HPLC Detection of Aflatoxin in Meat, Poultry, and Fish and their Products and Detoxification by Gamma Radiation
Keywords:
Mycotoxin, Aflatoxin, Aspergillus, Meat-products, HPLCAbstract
One of the most desired and promising diets in Egypt is beef products. It is an enriched media for mycotoxins. The occurrence of aflatoxigenic Aspergillus species is inspected in commercial beef products, HPLC-quantitative amount of aflatoxin B1, B2, G1, and G2 excesses, and genetic identification of aflatoxin regulatory gene (aflR1) by conventional PCR. Two hundred and forty commercial products (minced meat, beef kofta, beef sausage, beef burger, beef luncheon, frozen meat, beef frozen liver, chicken luncheon, chicken burger, chicken frozen liver, mloha, and fesikh; n=20 for each) were collected from different markets at Aswan City, Egypt. Enumeration, isolation, and identification of mold species were carried to each sample. The amount of aflatoxins was measured using HPLC. Genetic identification of the aflR1 gene in Aspergillus was performed using PCR. Mloha samples recorded the highest total mold count whereas the beef luncheon recorded the lowest mould count.
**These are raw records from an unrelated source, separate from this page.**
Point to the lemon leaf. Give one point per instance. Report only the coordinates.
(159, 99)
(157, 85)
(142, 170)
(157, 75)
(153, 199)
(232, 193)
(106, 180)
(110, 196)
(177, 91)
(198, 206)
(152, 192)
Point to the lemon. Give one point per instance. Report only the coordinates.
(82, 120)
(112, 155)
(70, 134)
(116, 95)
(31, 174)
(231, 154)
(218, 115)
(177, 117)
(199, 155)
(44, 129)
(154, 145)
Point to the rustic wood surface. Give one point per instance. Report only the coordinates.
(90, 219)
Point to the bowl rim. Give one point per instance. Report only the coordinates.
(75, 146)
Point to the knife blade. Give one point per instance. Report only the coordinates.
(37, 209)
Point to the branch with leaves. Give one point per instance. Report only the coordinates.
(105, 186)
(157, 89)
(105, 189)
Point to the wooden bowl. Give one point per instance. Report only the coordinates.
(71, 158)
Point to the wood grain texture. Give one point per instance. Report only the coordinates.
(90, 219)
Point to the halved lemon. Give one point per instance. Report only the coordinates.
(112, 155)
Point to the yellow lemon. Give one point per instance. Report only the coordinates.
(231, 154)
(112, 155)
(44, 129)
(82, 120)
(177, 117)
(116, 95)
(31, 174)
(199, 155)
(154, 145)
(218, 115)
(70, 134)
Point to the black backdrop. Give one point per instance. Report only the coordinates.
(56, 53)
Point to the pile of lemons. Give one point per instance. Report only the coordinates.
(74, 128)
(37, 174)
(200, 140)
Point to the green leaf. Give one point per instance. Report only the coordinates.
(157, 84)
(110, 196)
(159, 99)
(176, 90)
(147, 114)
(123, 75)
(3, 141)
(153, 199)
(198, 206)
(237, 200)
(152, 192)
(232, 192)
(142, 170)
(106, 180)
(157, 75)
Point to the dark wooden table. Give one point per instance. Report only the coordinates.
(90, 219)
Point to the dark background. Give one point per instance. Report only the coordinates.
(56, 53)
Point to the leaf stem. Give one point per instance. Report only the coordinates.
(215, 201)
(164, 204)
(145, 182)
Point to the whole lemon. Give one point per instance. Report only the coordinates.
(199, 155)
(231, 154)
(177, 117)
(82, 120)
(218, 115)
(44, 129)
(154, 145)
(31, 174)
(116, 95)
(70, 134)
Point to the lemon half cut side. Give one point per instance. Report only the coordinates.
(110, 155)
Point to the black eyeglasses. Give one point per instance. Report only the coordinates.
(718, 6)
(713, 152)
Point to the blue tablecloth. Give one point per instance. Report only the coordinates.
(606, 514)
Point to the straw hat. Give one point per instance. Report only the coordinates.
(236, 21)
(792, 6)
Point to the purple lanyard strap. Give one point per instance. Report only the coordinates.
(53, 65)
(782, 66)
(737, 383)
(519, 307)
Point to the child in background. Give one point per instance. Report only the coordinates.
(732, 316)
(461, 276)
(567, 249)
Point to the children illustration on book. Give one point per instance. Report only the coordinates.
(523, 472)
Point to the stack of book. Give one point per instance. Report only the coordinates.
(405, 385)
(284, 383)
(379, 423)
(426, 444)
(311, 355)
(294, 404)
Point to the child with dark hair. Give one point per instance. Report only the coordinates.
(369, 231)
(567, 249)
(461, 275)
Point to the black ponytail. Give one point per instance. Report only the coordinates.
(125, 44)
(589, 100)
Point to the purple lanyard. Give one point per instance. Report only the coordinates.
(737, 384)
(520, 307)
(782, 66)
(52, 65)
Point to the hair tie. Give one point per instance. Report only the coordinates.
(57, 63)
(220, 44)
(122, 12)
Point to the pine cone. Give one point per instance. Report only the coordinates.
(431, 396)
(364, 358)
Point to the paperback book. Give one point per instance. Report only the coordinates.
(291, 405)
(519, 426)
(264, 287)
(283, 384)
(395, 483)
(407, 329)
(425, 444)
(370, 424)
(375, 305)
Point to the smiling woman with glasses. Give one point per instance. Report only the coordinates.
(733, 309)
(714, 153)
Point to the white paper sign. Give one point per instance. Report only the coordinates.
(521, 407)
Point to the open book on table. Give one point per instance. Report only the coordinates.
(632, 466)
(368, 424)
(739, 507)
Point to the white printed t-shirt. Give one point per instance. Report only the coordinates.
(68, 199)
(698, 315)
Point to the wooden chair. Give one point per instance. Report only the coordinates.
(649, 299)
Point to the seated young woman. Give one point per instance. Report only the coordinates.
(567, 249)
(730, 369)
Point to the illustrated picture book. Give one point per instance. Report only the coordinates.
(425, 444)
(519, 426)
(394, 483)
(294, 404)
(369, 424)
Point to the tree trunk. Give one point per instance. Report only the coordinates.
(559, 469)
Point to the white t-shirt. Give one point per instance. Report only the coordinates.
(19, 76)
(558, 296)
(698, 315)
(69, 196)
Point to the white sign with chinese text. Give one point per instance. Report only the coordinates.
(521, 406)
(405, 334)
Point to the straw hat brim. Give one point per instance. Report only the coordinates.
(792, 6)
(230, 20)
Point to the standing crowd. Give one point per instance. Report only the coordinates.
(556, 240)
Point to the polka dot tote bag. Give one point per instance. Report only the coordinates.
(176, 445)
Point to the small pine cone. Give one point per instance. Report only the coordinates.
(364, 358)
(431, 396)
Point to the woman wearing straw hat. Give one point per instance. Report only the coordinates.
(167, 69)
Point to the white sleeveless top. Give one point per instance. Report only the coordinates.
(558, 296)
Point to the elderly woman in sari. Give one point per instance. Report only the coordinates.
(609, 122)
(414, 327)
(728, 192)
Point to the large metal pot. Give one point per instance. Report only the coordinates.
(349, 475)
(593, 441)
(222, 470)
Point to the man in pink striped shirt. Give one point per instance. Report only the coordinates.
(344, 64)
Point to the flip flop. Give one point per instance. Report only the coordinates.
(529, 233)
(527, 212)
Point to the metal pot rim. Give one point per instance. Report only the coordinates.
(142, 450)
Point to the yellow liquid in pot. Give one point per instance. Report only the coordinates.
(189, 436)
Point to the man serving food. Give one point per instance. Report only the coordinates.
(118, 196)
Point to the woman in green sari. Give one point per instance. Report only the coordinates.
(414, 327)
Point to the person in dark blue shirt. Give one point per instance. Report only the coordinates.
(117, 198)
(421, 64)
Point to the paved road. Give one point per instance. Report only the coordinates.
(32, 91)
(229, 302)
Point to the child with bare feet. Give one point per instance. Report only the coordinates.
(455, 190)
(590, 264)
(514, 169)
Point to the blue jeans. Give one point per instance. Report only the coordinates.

Four fungal genera were identified and Aspergillus spp recorded the main with an incidence of 25.8%. By PCR, the aflR1 gene was productively augmented in all the tested Aspergillus spp. The findings illustrated that among the samples that were examined; the prevalence of AFB1 was 65%, followed by AFG2 at 63%, AFB2 at 40%, and AFG1 at 30%. Additionally, mloha (724.2±14.6), poultry frozen liver (288±6.7), and beef frozen liver (91.6±12.2) had higher mean values of total aflatoxins contamination than other samples. Every sample that has been analyzed shows a positive correlation between the amount of reduced total mycotoxins found in the samples and the increased dose of gamma irradiation used to treat the samples. Conclusion: Aflatoxin is frequently linked to meat, poultry, and fish, as well as the products made from these foods. The production of aflatoxin in meat, as well as the products made from it, creates a danger to the public’s health. Thus, the most effective way to prevent aflatoxigenic mould contamination during the product’s production stages is to apply stringent hygienic standards when processing meat products and to use high-quality flavoring agents as spices.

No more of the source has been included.